Tuhan begitu ingin kita mengasihi sesama dengan mengusahakan kesejahteraan bagi negeri kita. Ia ingin kita berdoa untuk Indonesia karena kesejahteraan negeri ini akan menyejahterakan kita pula.
“Voting bukan hanya hak kita—itu adalah kekuatan kita.” - Loung Ung.
April 2019 ini, warga Indonesia akan melaksanakan pemilu. Ajang ini merupakan momentum politik ketika bangsa Indonesia butuh peran kaum milenial yang peduli dan mau berpartisipasi. Koordinator Pusat Peneliti Politik LIPI, Sarah Nuraini Siregar menyatakan sekitar 35% sampai 40% atau sekitar 80 juta dari 185 juta pemilih dalam Pemilu 2019 merupakan generasi milenial.

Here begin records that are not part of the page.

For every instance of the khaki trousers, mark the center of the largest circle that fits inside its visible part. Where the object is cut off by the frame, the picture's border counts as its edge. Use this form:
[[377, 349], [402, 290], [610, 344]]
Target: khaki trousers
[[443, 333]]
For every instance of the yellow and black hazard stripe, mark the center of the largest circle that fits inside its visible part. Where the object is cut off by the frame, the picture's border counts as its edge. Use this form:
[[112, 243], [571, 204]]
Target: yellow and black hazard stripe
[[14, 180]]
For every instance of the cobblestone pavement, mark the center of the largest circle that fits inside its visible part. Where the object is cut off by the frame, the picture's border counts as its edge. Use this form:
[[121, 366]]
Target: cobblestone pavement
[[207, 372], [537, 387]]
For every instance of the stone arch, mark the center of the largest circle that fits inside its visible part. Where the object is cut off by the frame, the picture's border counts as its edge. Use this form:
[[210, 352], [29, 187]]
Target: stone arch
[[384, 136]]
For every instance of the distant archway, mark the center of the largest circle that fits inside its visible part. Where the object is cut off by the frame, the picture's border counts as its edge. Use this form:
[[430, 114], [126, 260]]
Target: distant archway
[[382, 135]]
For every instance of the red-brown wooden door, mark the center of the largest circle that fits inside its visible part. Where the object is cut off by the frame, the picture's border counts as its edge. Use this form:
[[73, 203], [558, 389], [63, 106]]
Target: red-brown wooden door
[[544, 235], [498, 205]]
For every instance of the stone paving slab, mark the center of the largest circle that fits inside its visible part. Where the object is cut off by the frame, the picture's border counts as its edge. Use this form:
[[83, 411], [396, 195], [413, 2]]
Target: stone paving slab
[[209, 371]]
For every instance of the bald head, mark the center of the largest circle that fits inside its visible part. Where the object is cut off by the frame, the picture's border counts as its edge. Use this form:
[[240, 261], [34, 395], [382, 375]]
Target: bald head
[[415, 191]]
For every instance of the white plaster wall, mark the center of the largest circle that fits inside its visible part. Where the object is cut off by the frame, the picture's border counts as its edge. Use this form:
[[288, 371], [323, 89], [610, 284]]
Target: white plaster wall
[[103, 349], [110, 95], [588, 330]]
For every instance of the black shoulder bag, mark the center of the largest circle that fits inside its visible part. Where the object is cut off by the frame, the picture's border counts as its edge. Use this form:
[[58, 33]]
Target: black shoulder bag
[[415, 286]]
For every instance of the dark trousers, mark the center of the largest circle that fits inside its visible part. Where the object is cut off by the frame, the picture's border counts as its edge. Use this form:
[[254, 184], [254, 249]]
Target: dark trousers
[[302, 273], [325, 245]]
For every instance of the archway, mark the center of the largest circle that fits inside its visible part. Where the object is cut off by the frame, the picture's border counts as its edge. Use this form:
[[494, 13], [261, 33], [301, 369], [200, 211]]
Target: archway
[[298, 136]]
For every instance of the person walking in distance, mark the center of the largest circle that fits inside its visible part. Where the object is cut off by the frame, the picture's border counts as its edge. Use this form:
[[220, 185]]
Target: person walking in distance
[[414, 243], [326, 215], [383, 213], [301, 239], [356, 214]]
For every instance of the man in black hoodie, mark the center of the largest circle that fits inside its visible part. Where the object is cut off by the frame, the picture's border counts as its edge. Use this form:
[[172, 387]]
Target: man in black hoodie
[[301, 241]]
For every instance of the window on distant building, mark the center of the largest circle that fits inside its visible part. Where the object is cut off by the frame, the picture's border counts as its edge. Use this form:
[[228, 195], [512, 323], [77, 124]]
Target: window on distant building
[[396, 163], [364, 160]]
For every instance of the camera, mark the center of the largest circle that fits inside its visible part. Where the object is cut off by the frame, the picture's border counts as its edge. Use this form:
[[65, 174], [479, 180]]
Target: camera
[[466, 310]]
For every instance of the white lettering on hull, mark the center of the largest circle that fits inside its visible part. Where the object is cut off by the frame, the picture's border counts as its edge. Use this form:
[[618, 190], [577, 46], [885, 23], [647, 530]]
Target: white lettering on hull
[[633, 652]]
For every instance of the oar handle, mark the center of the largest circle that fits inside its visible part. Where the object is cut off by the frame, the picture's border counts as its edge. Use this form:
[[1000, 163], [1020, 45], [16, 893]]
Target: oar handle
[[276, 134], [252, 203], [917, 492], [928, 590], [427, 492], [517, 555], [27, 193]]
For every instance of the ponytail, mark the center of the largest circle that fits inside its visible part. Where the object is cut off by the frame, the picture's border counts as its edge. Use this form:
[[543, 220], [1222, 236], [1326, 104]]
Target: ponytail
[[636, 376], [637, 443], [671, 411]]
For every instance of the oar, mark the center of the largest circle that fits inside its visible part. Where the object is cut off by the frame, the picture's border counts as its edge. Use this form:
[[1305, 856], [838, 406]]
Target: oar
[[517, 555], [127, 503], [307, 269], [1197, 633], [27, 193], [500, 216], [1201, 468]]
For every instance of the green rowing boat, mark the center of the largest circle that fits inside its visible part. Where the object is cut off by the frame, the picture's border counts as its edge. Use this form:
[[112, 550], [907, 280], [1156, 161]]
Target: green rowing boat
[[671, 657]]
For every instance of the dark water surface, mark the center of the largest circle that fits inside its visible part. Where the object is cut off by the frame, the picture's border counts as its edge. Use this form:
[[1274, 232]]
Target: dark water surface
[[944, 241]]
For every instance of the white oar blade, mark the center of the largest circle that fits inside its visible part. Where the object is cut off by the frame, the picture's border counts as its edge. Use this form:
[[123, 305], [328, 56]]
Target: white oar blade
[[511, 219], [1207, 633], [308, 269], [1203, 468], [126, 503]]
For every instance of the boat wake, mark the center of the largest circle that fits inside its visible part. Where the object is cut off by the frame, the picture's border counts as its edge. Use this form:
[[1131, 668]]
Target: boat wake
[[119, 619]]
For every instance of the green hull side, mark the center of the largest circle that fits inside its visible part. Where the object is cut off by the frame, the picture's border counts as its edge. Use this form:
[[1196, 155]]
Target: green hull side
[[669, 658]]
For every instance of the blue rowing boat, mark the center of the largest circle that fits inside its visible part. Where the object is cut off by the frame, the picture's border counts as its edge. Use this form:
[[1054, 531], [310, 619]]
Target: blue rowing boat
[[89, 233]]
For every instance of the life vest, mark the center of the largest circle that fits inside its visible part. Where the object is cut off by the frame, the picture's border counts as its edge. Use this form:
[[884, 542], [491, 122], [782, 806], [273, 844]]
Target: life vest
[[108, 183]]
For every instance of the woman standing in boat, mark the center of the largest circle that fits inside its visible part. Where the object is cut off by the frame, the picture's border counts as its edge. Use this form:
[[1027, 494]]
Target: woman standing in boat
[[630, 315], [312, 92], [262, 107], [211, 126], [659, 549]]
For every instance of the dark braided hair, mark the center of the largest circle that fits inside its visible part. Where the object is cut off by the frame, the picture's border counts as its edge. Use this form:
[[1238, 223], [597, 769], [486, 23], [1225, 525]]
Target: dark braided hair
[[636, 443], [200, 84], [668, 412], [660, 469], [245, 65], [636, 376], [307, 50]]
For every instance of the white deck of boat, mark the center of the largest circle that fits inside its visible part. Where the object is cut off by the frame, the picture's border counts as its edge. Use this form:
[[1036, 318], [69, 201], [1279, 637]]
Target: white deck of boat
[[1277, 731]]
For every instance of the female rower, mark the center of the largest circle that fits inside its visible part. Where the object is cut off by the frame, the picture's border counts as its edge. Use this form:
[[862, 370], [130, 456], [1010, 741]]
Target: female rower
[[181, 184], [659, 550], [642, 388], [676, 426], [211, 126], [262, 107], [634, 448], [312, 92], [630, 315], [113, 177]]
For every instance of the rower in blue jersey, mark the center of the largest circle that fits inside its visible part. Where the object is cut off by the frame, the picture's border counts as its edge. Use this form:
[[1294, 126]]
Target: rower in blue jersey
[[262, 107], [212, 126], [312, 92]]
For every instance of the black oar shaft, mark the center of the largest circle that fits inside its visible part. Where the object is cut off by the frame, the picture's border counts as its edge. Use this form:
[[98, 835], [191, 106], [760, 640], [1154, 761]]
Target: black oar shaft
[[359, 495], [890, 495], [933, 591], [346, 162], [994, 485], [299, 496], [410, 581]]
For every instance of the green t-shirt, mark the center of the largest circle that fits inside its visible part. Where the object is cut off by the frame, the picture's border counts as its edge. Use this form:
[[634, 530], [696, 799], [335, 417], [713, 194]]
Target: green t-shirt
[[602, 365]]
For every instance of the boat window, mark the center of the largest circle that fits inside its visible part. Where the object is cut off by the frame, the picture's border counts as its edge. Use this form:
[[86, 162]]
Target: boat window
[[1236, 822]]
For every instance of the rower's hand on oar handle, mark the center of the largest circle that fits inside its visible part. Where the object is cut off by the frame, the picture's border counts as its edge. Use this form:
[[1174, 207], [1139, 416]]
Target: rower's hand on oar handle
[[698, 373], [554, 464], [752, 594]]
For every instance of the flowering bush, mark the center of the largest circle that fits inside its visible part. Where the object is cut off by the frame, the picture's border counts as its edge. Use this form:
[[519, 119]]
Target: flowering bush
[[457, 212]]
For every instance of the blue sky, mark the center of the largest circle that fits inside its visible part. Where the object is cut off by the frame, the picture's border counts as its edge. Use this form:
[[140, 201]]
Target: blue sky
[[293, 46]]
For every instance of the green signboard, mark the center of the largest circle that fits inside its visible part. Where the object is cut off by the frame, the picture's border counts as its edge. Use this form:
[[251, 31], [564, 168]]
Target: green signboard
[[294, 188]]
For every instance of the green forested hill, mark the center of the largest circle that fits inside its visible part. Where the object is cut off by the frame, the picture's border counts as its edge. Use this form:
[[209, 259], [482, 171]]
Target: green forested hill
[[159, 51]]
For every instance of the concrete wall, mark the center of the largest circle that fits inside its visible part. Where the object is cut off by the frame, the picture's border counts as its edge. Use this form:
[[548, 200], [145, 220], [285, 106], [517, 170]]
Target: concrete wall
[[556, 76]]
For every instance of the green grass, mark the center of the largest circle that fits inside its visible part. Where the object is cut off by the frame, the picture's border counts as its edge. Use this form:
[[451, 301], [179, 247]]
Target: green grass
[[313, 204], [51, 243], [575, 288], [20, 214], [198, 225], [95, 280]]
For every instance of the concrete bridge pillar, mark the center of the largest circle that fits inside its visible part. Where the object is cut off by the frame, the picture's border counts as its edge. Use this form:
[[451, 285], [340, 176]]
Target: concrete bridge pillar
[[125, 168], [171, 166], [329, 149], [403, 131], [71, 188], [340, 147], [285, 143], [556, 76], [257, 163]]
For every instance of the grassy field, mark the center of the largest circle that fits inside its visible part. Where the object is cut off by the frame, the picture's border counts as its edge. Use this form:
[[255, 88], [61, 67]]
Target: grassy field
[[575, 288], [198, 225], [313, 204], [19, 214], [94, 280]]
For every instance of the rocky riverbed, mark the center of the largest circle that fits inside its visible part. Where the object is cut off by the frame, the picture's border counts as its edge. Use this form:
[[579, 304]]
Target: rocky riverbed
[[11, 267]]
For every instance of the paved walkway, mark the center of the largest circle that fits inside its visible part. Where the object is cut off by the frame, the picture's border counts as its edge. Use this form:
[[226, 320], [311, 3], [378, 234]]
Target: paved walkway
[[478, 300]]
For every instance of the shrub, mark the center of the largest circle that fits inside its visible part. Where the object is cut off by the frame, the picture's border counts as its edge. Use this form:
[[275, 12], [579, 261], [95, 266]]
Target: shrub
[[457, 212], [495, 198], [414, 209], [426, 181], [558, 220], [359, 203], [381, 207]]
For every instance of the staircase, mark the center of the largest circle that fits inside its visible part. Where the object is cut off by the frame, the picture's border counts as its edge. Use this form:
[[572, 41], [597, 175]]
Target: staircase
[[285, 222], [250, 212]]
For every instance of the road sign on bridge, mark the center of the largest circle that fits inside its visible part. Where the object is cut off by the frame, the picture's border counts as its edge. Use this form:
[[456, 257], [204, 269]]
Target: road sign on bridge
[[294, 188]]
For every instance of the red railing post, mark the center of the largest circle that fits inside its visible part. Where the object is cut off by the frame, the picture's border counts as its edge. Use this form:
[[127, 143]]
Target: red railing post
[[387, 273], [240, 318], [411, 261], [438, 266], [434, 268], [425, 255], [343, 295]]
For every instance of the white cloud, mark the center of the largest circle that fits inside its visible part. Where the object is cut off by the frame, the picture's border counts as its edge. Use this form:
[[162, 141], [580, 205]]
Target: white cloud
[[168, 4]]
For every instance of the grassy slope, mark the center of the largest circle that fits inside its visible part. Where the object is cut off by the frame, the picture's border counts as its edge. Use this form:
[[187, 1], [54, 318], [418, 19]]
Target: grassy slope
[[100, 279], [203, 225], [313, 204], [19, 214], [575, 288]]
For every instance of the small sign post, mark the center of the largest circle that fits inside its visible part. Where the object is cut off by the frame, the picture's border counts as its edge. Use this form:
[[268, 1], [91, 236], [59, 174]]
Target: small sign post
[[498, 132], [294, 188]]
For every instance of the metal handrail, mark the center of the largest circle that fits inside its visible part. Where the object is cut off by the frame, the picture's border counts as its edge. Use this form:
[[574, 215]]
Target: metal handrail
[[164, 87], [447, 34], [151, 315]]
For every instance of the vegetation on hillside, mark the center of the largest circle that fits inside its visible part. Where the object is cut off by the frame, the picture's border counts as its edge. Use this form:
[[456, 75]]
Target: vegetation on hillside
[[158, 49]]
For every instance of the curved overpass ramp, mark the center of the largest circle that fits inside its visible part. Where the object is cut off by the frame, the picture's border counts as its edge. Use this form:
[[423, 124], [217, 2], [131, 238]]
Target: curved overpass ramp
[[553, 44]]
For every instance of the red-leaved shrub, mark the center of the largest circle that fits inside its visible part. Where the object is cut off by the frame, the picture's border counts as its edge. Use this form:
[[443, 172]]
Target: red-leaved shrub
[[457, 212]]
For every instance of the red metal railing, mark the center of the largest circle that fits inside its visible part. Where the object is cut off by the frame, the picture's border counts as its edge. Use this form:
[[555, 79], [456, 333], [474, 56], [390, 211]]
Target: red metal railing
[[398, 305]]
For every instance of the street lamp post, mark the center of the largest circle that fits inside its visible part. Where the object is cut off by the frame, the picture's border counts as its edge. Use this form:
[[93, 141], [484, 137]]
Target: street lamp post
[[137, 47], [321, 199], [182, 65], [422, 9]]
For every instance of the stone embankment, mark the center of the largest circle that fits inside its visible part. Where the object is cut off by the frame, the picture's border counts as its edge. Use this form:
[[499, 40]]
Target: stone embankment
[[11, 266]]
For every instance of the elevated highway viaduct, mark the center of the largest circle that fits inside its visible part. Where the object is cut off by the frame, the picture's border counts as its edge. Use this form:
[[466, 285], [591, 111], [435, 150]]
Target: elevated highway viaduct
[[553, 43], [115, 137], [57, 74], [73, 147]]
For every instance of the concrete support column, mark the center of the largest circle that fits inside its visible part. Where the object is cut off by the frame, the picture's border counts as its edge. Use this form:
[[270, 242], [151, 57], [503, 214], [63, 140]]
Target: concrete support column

Hasanuddin Ali, CEO Alvara Research Center mengungkapkan, dari hasil riset terbarunya, tidak banyak kaum milenial yang “melek” politik. Persisnya hanya 22% dari kaum milenial yang mengikuti pemberitaan politik. Beliau mengatakan bahwa generasi milenial cenderung cuek dengan politik karena menganggap politik adalah urusan orang tua, urusan mereka adalah urusan anak muda pada umumnya.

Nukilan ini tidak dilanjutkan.